Another group of the population that depression is prevalent in is adolescents. Hendricks et. al states in their essay that “currently, depression is a significant problem for approximately 30% of the adolescent population, and one in five individuals report a minimum of one episode of major depression by the age of 18” (1999). Adolescents are also some of the biggest consumers of music (Have you ever walked by a teenager without their earbuds in? Me either). If that is the case, then why wouldn’t it make sense that music could be a successful treatment for adolescent depression? Hendricks et. al. continue to say that “The association between music and elevated or depressed mood (Straseske, 1989) suggests that music would be an effective technique in therapeutic interventions” and “Bradford (1991) found that using music made traditional forms of psychotherapy more effective and decreased depression levels more effectively than therapy only” (1999). However, even though there is enough evidence that music therapy would be successful treatment for adolescent depression, there is just not enough research done on the topic to conclude that this would be so (Hendricks et. al, 1999). Despite this, the heavy basis of music in an adolescent’s life and the studies done on adults in the area may be just enough to convince teenagers suffering from depression to try music therapy as a treatment for their depression.

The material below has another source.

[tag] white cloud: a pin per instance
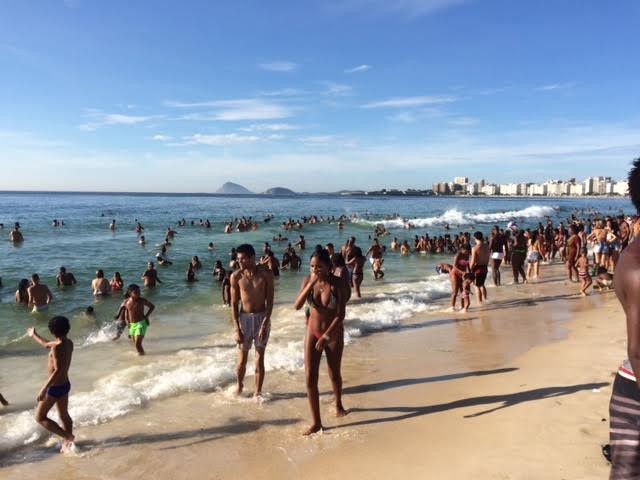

The elderly is another group which may benefit substantially from using music therapy as a treatment for depression and anxiety. Karen Eells says in her essay on the subject, “Older adults are vulnerable to a wide range of mental health problems including depression, anxiety,
delirium, dementia, schizophrenia, bipolar disorder and drug and alcohol misuse (Ryan and Coughlan 2011). Wolitzky-Taylor et al (2010) report that depression causes the greatest proportion of mental illness in older adults, followed by anxiety and anxiety disorders” (2014). It is reasonable to think that someone who is struggling with losing their autonomy and their memories would fall into a deep depression. Older adults are also less likely to want to engage in medication or psychotherapy; Eels confirms this by saying, “Older adults themselves appear to favour alternative treatment options, and are quick to appreciate the therapeutic benefits of the arts, and of music and singing particularly, even if their hearing is impaired. This may be related to the well-established therapeutic benefits of music, with strong links between music and emotions” (2014). Her essay examines music therapy as a possible treatment for anxiety and depression for the elderly and senile of all types and causes, including dementia. Even Audun Myskia and Pål G. Nord note in their article for the Nordic Journal of Music Therapy that while antidepressant medications are the primary treatment for depression, it can be a real challenge to administer these medications to the elderly because of the high level of side effects, dangerous drug interactions, and the fact that side effects seem to plague the elderly more commonly than younger adults taking the same medication (2008). Eells goes on to say that both singing and just listening to music have been shown in studies to alleviate anxious thoughts and behavior in people with dementia (2014). Similarly, de la Rubia et. al say in their study that “after music therapy, the levels of cortisol [the stress hormone] decrease” in saliva samples taken from Alzheimer’s patients who suffered from anxiety and depression (2018). The facts listed above are indicative that music therapy may be a good treatment for elderly individuals suffering from anxiety, depression, and other mental health disorders.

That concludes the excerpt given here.